Campus News

Former herbarium curator and botany professor dies

Wilbur H. Duncan, 94, of Athens, Professor Emeritus of Botany and retired curator of the UGA Herbarium, died at home with his family on March 25.

Duncan, born in Buffalo, N.Y., earned his bachelor’s and master’s degrees from Indiana University in 1932 and 1933. He acquired his Ph.D in botany at Duke University in 1938 and then moved to Athens where he began a distinguished 40-year teaching and research career at UGA.

Duncan served in the Public Health Service during World War II, leaving the service at the end of the war with the rank of major. He returned to UGA to resume not only his teaching and research, but also his direction and enlargement of the herbarium. He had assumed responsibility for the herbarium in 1939 and continued until he retired in 1978 with emeritus status.

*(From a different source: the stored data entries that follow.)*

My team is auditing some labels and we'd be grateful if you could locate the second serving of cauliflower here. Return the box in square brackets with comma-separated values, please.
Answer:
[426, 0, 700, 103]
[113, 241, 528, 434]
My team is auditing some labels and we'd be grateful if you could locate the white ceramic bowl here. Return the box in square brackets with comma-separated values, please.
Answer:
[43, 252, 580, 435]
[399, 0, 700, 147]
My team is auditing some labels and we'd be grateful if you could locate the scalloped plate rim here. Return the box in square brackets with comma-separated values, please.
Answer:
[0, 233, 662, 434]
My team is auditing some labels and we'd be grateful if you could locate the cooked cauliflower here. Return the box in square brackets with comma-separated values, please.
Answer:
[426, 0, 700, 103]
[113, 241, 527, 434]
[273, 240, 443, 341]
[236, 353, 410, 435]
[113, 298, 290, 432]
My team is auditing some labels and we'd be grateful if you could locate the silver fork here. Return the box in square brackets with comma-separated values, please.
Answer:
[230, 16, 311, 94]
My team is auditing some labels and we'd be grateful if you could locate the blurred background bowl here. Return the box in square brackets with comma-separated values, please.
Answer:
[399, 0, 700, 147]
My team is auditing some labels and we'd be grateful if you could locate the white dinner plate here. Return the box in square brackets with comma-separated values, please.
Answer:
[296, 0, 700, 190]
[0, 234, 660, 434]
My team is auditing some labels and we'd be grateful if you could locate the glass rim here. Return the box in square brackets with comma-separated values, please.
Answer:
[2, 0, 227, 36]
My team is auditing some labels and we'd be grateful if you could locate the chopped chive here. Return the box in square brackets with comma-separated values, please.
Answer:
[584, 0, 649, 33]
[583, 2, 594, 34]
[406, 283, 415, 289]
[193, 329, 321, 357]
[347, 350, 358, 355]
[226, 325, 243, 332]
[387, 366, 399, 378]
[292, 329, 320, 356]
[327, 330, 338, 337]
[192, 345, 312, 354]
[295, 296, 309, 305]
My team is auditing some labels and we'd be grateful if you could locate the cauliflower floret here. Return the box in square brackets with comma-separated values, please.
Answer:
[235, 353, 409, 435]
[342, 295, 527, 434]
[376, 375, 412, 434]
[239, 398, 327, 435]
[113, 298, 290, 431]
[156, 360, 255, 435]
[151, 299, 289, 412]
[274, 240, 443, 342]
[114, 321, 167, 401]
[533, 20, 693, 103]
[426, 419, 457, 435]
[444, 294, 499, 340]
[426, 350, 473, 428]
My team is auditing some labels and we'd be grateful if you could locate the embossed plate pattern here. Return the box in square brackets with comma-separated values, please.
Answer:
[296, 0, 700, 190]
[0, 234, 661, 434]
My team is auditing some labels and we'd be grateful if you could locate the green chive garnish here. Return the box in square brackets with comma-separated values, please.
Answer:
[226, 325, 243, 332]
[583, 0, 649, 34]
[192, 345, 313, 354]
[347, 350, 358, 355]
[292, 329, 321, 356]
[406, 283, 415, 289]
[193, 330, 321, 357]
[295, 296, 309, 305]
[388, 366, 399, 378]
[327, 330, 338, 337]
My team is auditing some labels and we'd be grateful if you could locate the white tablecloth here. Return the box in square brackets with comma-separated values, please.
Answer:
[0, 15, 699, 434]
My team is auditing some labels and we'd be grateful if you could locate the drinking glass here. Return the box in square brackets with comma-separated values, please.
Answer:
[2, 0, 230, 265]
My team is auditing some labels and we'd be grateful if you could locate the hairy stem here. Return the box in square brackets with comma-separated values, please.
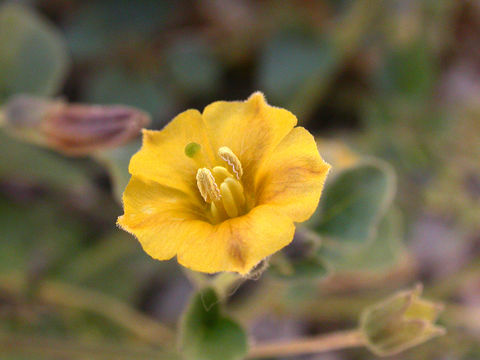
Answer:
[248, 329, 365, 358]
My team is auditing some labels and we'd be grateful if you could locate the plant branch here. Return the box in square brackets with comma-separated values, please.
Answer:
[248, 329, 365, 358]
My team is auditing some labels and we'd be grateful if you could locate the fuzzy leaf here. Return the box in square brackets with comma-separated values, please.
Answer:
[179, 288, 248, 360]
[320, 209, 404, 271]
[0, 3, 69, 102]
[314, 161, 396, 244]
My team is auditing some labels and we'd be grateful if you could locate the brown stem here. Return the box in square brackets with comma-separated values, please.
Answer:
[248, 329, 365, 359]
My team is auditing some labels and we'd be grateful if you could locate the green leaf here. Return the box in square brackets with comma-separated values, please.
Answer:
[166, 37, 221, 96]
[269, 229, 328, 280]
[320, 209, 405, 271]
[379, 41, 436, 99]
[0, 195, 85, 274]
[314, 161, 396, 244]
[84, 67, 175, 127]
[270, 254, 328, 280]
[0, 130, 94, 194]
[258, 32, 336, 104]
[64, 1, 174, 60]
[179, 288, 248, 360]
[0, 3, 69, 102]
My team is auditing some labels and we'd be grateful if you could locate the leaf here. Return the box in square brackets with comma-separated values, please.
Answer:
[179, 288, 248, 360]
[320, 209, 405, 271]
[258, 32, 336, 105]
[166, 37, 221, 96]
[0, 3, 69, 102]
[269, 229, 328, 280]
[0, 195, 85, 274]
[64, 1, 174, 60]
[379, 41, 436, 99]
[314, 161, 396, 244]
[83, 68, 175, 127]
[270, 254, 328, 280]
[0, 130, 94, 195]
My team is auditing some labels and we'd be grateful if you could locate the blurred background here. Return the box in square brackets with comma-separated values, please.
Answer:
[0, 0, 479, 359]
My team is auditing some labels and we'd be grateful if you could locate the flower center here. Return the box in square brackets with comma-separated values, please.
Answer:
[185, 143, 247, 223]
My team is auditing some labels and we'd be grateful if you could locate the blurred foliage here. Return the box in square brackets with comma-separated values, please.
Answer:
[0, 0, 479, 359]
[0, 3, 69, 102]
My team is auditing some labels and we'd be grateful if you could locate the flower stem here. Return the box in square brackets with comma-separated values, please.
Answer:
[248, 329, 365, 359]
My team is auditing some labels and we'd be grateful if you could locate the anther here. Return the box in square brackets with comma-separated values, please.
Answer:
[196, 168, 221, 203]
[218, 146, 243, 179]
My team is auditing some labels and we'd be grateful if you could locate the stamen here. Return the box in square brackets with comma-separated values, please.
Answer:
[220, 182, 238, 218]
[210, 201, 226, 223]
[224, 177, 246, 209]
[218, 146, 243, 179]
[196, 168, 221, 203]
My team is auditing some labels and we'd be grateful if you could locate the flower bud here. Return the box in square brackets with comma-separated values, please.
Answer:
[2, 95, 150, 156]
[360, 284, 445, 356]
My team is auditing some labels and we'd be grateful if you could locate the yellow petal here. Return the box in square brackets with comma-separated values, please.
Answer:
[202, 92, 297, 194]
[177, 205, 295, 274]
[118, 176, 207, 260]
[129, 109, 214, 199]
[256, 127, 331, 222]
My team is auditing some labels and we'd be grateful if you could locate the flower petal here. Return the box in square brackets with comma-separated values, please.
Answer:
[202, 92, 297, 194]
[256, 127, 331, 222]
[129, 109, 214, 198]
[118, 176, 208, 260]
[178, 205, 295, 274]
[119, 178, 294, 274]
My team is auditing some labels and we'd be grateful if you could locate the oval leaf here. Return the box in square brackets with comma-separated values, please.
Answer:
[179, 288, 248, 360]
[319, 209, 405, 271]
[0, 3, 69, 102]
[315, 161, 396, 244]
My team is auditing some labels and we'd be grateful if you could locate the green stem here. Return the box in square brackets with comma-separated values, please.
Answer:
[0, 331, 179, 360]
[183, 268, 244, 300]
[0, 273, 175, 347]
[212, 272, 244, 299]
[0, 106, 5, 127]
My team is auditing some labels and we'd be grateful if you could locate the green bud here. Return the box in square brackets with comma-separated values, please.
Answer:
[360, 284, 445, 356]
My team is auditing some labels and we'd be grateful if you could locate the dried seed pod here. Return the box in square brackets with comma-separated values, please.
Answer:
[2, 95, 151, 156]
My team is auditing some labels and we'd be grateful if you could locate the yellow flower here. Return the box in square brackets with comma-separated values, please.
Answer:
[118, 92, 330, 274]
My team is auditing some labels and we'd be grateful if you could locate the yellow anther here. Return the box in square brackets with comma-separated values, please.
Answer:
[220, 182, 238, 218]
[196, 168, 221, 203]
[212, 166, 232, 184]
[224, 177, 246, 209]
[218, 146, 243, 179]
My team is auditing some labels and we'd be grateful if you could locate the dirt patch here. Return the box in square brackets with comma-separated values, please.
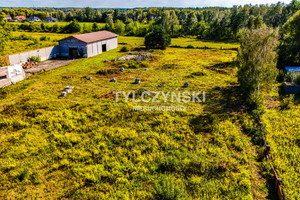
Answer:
[24, 59, 77, 76]
[95, 92, 116, 99]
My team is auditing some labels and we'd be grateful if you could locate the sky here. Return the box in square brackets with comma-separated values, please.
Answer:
[0, 0, 292, 8]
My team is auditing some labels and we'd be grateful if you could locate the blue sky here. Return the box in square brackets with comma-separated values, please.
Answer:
[0, 0, 292, 8]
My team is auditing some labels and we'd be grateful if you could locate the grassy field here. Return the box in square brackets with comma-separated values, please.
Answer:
[0, 36, 286, 199]
[2, 32, 239, 57]
[262, 103, 300, 199]
[2, 32, 72, 56]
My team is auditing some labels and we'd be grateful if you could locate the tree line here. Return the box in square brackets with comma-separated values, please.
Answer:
[1, 1, 300, 40]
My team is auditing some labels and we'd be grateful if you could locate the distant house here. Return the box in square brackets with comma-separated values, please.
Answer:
[59, 30, 118, 58]
[285, 67, 300, 75]
[44, 17, 58, 22]
[28, 16, 41, 22]
[4, 15, 12, 21]
[283, 82, 300, 95]
[16, 15, 26, 21]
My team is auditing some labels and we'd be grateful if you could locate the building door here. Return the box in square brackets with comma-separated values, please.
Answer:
[69, 48, 78, 58]
[102, 44, 107, 52]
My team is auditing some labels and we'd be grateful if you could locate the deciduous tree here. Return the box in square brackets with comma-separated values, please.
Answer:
[237, 27, 279, 108]
[144, 26, 171, 49]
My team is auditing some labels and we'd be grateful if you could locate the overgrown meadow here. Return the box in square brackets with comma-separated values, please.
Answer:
[1, 32, 72, 56]
[262, 102, 300, 199]
[0, 36, 298, 199]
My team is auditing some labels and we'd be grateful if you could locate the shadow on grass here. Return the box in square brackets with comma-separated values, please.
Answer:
[169, 45, 238, 51]
[189, 85, 278, 200]
[209, 61, 238, 69]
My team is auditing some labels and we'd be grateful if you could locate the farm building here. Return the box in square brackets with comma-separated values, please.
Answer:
[28, 16, 41, 22]
[45, 17, 58, 22]
[285, 66, 300, 75]
[59, 31, 118, 58]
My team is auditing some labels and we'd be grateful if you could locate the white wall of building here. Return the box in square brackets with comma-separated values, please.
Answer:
[86, 37, 118, 57]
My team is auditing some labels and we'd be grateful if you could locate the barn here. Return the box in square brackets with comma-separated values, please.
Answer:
[59, 31, 118, 58]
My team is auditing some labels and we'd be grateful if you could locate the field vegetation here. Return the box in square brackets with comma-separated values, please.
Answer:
[1, 31, 239, 57]
[0, 3, 299, 199]
[262, 92, 300, 200]
[0, 37, 273, 199]
[1, 32, 72, 56]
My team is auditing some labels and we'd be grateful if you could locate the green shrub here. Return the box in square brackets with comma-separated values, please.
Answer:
[126, 60, 139, 69]
[158, 155, 179, 173]
[32, 38, 40, 45]
[247, 91, 264, 111]
[40, 36, 50, 41]
[19, 168, 29, 181]
[28, 56, 41, 63]
[31, 171, 42, 185]
[153, 176, 185, 200]
[186, 45, 194, 49]
[64, 20, 81, 33]
[120, 46, 130, 52]
[284, 71, 297, 82]
[145, 26, 171, 50]
[251, 129, 263, 145]
[280, 95, 294, 110]
[14, 34, 32, 40]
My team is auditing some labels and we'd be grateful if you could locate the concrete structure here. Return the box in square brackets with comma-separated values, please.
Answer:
[285, 67, 300, 75]
[45, 17, 58, 22]
[8, 46, 60, 65]
[0, 64, 26, 88]
[0, 67, 11, 88]
[7, 64, 26, 83]
[283, 82, 300, 95]
[59, 31, 118, 58]
[28, 16, 41, 22]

In 1975 the UGA Press published his Wildflowers of the Southeastern United States, co-authored with his wife, Marion, also a professional botanist. Together they also wrote three other major botany field guides: Seaside Plants of the Gulf and Atlantic Coasts, Trees of the Southeastern United States and Wildflowers of the Eastern United States. All three books are still in print, and Wildflowers continues to be a best-seller. A fourth manuscript is nearing publication.

A memorial service will be held on April 9 at 2 p.m. at the Unitarian-Universalist Fellowship of Athens, 780 Timothy Road.